Narinder Pal Singh Hora

Feb 21, 2022
Another angle, that needs food for thought, nicely brought out by Sandeep. It appears that it is going to be a wait and watch situation. Hope we have enough analytical minds monitoring this situation

Aninda Mukherjee

Feb 21, 2022
Excellent analysis of a complex issue. Examines the environment from diverse angles and offers a considered point of view. As always an eye opener.

Wendell Bruges

Feb 21, 2022
Another analytical article, Commander. Thanks for sharing.

Cdr Mathews

Feb 21, 2022
Excellent analysis.The solution India needs to become Defence power.Will it happen under present circumstances merely by a Make in India campaign.Deep analysis need to be done at Govt and Mod level.

Kalidan Singh

Feb 20, 2022
Should we worry about Russia-China linkage? Will worrying help? I think it is a waste of time to obsess over their relationship, we have much to focus on (i.e., the existence of an Indian bureaucracy and corruption in our own nation that is so deeply embedded that economic activity is stifled, dis-empowerment of women, religious and caste based hate and violence, unchecked population growth, and a tendency toward hubris and self-glorification). I thank Mr. Modi for the self-reliance movement. His key people are doing an amazing job in a country where the opposition exists to stop and destroy everything, even selling their souls to hostile neighbors in the process. Our per capita GDP is $2000 per year (behind Ghana). We should worry about our place in global politics after this number is $20,000, maybe $40,000. I.e., we need each citizen to function at ten and twenty times our current productivity - before anyone takes us seriously, and anyone in Russia and China pay attention to us.

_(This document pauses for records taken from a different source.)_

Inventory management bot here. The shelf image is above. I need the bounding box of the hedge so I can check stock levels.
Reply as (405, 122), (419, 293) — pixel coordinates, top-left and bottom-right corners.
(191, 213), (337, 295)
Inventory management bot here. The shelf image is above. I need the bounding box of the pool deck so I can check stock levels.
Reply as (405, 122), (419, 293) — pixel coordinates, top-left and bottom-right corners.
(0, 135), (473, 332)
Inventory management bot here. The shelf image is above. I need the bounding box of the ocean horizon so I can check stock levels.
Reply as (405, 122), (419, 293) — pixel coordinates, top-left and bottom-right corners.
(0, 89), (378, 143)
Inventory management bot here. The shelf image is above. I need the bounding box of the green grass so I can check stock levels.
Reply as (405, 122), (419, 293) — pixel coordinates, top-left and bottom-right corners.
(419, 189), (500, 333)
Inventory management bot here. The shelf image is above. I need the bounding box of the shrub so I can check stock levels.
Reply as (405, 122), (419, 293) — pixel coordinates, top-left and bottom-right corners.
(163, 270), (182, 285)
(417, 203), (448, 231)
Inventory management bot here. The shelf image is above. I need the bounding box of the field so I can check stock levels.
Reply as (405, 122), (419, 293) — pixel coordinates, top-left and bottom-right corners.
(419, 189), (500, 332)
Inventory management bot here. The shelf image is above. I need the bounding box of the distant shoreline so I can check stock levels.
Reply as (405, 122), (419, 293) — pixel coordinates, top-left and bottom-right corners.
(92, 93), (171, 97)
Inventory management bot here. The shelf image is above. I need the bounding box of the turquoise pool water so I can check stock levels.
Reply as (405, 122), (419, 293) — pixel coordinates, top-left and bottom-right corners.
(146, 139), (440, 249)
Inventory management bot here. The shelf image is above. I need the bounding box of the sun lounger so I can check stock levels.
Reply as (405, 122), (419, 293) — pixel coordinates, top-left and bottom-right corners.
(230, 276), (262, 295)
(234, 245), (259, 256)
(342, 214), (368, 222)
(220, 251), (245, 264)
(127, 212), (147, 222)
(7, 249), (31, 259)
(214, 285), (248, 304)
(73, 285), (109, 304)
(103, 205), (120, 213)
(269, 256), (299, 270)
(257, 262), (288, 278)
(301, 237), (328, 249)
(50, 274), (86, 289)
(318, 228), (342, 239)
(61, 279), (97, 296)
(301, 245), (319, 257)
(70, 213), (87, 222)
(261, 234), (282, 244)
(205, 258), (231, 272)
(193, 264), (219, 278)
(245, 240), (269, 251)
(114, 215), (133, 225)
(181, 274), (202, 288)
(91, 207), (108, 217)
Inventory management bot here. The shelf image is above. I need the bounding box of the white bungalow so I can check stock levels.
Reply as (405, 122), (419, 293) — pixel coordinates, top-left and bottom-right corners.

I.e., let's redouble, the quadruple our effort to develop our own arms industry, focus on training our military, and fix our logistics and supply chains (which are woefully inadequate at present). Lets leave worrying about China-Russia relationship to others. When we cannot even get uniforms, food, guns, bullets, shells to our boys fighting in the front, our inflated sense of self-importance does not behoove us.